Smith told press and financial analysts gathered at the company’s Mountain View headquarters that Intuit had made progress toward managing the 8,000-person company like a start up (divided into “teams no bigger than two pizzas can feed”). The aim is to “de-risk decisions" by running "very lightweight experiments to prove that there’s a there there before we plunk down millions of dollars" to develop new features and products.

Where Intuit Needs To Double Down

But the company still needs to work on extending its mobile momentum, increasing the power of its platform to gain “network effects” from users and partners extending the company’s reach.

Not surprisingly, those are some of the same issues facing software publishers from Adobe to Microsoft as they face startup competitors that leverage advanced mobile and social capabilities like GPS and cameras from the get-go. “The mobile experience has won,” Smith declared.

Unlike many of those startups, though, Intuit charges for its products. So the goal is not necessarily to generate huge numbers of registrations. The “issue is converting first-time users into second-time and ongoing users,” he said. “If you don’t have an amazing first-use experience, you're out of the game” - a huge change from the dynamics of selling software in a box.

The Network Effect

One way to do that, Smith said, is to extend the network effect by enticing others to help develop the company's products “while our engineers sleep.” Intuit has reached a point where “it’s not enough to do it ourselves,” when there are 60 million Intuit users and developers who could be “active contributors.”

“End users no longer want to be consumers, we want to be participants,” Smith said. “Companies that win going forward have to have platforms that let users and partners contribute.”

The Intuit Partner Platform isn’t new, but Smith is hoping to extend the concept. Also on Tuesday, Intuit formally announced that QuickBooks Online has expanded from four countries to more than 130 in 40 languages.

According to Alex Lintner, president of Intuit’s Global Business Division, the company is counting on users - and eventually developers - to improve the translations and add local tax rates. Intuit is working on incentives to encourage that process, Lintner said.

And last week, Intuit opened up the application programming interface (API) to its financial data service in the US and Canada.

Cloud Computing Yields Data

Now that Intuit has 45 million customers in the cloud, Smith said, “the next chapter in growth is data.” This is the “era of big data for the little guy,” Smith said, giving Intuit the chance to “capitalize on data that no one else has.”

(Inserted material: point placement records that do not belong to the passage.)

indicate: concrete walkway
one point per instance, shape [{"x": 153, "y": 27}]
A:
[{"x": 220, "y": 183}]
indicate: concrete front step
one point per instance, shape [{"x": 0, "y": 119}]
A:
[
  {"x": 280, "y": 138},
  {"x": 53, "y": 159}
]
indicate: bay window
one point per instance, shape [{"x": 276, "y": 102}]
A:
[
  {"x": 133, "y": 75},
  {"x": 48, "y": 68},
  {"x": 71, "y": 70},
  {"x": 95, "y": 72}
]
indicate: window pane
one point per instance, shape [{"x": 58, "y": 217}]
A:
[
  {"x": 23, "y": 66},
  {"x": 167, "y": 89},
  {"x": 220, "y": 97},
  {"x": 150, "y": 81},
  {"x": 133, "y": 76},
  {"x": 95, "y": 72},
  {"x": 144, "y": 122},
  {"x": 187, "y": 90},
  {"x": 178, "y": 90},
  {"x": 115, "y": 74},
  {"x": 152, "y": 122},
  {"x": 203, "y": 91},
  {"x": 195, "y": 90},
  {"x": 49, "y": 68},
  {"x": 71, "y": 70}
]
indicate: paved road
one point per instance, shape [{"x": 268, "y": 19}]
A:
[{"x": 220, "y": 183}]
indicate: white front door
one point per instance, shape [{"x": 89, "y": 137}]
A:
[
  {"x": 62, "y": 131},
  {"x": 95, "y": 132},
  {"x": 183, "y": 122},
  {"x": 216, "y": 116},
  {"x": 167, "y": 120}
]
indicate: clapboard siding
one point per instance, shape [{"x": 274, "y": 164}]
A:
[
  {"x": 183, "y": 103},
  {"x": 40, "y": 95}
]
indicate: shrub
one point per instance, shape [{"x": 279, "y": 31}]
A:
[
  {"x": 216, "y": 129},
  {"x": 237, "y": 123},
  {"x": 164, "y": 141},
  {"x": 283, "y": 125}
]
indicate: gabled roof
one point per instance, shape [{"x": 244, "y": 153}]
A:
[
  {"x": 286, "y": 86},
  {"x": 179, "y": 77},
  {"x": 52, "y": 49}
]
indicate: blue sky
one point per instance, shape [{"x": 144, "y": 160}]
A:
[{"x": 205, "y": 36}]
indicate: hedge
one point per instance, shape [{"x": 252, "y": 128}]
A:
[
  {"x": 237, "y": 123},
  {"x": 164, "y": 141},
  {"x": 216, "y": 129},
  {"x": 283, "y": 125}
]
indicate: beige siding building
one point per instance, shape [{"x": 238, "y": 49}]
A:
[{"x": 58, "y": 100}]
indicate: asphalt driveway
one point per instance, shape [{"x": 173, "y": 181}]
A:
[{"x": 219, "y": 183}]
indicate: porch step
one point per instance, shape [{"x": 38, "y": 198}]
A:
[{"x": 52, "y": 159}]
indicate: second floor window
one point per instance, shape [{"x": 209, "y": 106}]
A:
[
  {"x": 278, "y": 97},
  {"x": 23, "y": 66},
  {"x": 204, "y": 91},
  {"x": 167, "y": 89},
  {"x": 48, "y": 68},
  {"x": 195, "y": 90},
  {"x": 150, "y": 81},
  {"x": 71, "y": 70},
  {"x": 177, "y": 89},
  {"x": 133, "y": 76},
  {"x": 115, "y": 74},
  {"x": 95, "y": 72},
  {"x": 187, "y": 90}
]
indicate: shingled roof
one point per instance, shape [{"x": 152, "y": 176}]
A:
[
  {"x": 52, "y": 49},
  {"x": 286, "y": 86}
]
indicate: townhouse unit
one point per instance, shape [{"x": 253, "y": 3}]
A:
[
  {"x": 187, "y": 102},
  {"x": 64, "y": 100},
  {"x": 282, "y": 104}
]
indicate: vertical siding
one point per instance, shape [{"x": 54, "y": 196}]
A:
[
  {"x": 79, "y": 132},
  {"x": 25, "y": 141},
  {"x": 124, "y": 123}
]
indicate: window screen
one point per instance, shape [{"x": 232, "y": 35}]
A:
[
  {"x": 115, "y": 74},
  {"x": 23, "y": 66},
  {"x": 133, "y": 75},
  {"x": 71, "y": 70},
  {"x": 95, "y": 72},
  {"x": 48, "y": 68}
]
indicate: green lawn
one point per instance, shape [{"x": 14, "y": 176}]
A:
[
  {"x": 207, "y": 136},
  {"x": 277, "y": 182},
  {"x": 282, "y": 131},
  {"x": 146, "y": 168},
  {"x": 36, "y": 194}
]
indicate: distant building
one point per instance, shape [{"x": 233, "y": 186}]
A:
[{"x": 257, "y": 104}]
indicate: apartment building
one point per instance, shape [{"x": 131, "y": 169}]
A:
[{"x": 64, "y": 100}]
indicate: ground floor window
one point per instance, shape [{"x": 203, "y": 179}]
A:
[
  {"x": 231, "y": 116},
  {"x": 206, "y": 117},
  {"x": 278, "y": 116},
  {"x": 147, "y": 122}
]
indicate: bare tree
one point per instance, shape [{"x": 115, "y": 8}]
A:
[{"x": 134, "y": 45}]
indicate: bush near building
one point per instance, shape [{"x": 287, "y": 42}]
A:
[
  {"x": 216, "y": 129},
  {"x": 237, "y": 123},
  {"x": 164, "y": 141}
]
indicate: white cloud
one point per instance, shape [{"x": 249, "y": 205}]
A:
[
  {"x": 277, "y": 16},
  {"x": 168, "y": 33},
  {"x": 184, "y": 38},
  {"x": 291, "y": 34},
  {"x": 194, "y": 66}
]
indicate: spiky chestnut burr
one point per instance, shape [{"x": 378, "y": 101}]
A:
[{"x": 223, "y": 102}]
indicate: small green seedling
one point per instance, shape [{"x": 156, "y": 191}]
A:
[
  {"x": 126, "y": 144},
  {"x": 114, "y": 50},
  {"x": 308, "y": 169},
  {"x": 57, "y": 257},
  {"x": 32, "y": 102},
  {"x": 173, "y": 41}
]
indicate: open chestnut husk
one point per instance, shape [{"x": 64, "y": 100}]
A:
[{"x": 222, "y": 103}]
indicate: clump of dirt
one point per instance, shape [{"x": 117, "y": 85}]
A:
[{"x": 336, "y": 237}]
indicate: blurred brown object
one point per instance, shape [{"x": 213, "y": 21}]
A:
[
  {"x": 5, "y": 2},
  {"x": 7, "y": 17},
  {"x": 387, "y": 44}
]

Hugh Molotsi, Intuit's vice president of technology innovation, is working on an experimental Data Connection effort to analyze and derive value from data collected from Intuit customers. (Intuit says the data is "anonymized and aggregated.") Molotsi demonstrated a program - not yet available to customers - that graphs connections among QuickBooks and Mint users to help them find customers and suppliers. For example, a home improvement company might be able to find out what areas have the most consumers who spend more than $500 per year on home products, leading to more efficient marketing efforts. It could also help create vendor ratings based on repeat business (“loyalty scores”) instead of anonymous reviews.

Is It Working?

Intuit’s transformation is working, in Smith's view. In fiscal 2012 the company earned “$100 million in revenue from products that didn’t exist three years ago - way up from 2010.” It has 7 million customers on mobile devices, and is making $70 million in profitable revenue through those devices. “Almost every new customer we bring in is a connected services customer,” Smith said, meaning they’re using Intuit’s newer online services (not the packaged software) which deliver predictable, recurring revenues.

There’s 50% more lifetime value in each QuickBooks Online customer, said Kiran Patel, executive vice president of Intuit’s Small Business Group.